Les travaux de la IIIe Assemblée générale extraordinaire du synode des évêques sur le thème « Les défis pastoraux de la famille dans le contexte de l’évangélisation » (5-19 octobre 2014) ont commencé lundi matin, 6 octobre, avec la première congrégation générale.

Le cardinal Péter Erdö, archevêque d’Esztergom-Budapest, rapporteur général, a notamment lu le « Rapport avant le débat général » (Relatio ante disceptationem), qui rend hommage à la famille comme « école d’humanité, de sociabilité, d’ecclésialité et de sainteté ».

Le contexte culturel du synode

Le cardinal a rappelé en préambule que « l’objectif fondamental de la proposition chrétienne sur la famille doit être « la joie de l’Évangile » » : l’annonce se présente donc « comme proposition, dialogue et cheminement ensemble ».

La méthode de travail synodal, a-t-il ajouté, sera « d’offrir aux pasteurs des communautés locales des lignes directrices claires afin de pouvoir aider ceux qui vivent dans des situations difficiles », en évitant « les improvisations d’une “pastorale de l’amateurisme” ».

Il a décrit le contexte culturel actuel, marqué par « une culture de l’audiovisuel, des sentiments, des expériences émotionnelles et des symboles » : « Beaucoup perçoivent leur vie, non pas comme un projet, mais comme une série de moments dans lesquels la valeur suprême est de se sentir bien, d’être bien. Dans cette optique, tout engagement stable semble à craindre, le futur apparaît comme une menace. »

Une doctrine connue mais peu pratiquée

Évoquant les réponses au questionnaire préparatoire du synode, le cardinal a constaté « un fait quasiment global, à savoir la diminution des mariages civils, la tendance toujours plus typique de vivre ensemble sans aucun mariage religieux ou civil ».

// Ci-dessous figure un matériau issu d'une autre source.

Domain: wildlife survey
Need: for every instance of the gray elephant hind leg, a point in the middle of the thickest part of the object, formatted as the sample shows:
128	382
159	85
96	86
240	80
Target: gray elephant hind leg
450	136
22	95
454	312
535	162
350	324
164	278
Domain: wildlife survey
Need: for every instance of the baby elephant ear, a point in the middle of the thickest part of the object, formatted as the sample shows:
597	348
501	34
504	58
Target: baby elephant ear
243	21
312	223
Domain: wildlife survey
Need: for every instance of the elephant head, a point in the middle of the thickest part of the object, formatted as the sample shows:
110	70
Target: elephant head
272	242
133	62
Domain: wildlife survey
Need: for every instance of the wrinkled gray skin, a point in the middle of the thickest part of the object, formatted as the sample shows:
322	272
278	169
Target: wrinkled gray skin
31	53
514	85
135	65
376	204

Mais « malgré les situations diffuses, précaires et irrégulières », il existe dans toutes les cultures « un consensus sur le fait que mariage et famille sont un patrimoine qui doit être conservé, favorisé et, si nécessaire, défendu. Aujourd’hui encore, la plupart des êtres humains cherchent le bonheur de leur vie dans un lien durable entre un homme et une femme, avec des enfants nés de leur union ».

« Il n’y a aucun motif, au sein de l’Église, pour un état d’âme de catastrophe ou d’abdication », a poursuivi le cardinal, précisant que parmi les catholiques, « la substance de l’enseignement du Nouveau Testament et du Catéchisme de l’Église Catholique sur le mariage semble assez connue », rencontre « un large consensus » et n’est « pas mise en discussion sur le principe ».

En revanche, cette doctrine n’est « souvent pas suivie dans la pratique » : « ce ne sont donc pas les questions doctrinales, mais les questions pratiques – inséparables d’ailleurs des vérités de la foi – qui sont en discussion dans ce Synode, de nature purement pastorale », a-t-il souligné.

Une conscience claire du mariage

Le cardinal a aussi noté un large consensus s’opposant aux discriminations envers les personnes à tendance homosexuelle tout en ne plaçant pas ces rapports « sur le même plan que le mariage entre un homme et une femme ».

Si beaucoup « veulent dépasser les rôles traditionnels et la discrimination à l’encontre des femmes », la très grande majorité des catholiques n’adhère pas aux théories du genre.

Face à « des structures de péché hostiles à la famille, dans un monde d’inégalité et d’injustice sociale, de consommation d’une part et de pauvreté de l’autre », le cardinal a plaidé pour « des parcours de formation solides et clairs » en accompagnant les futurs mariés « vers une conscience claire de ce qu’est le mariage dans le dessein du Créateur ».

En effet, a-t-il dénoncé, « un bon nombre s’approchent du sacrement sans avoir clairement conscience de l’engagement qu’ils prennent devant le Seigneur d’accueillir et de donner sa vie au conjoint, sans conditions et pour toujours ».

Pas de mise en question de l’indissolubilité

Il a énuméré les difficultés internes à la famille : « préoccupations de type professionnel et économique ; séparation et divorce ; mentalité égoïste si répandue qui se ferme à la vie ; diverses formes de dépendance, comme l’alcool, les drogues, les jeux de hasard, la pornographie… »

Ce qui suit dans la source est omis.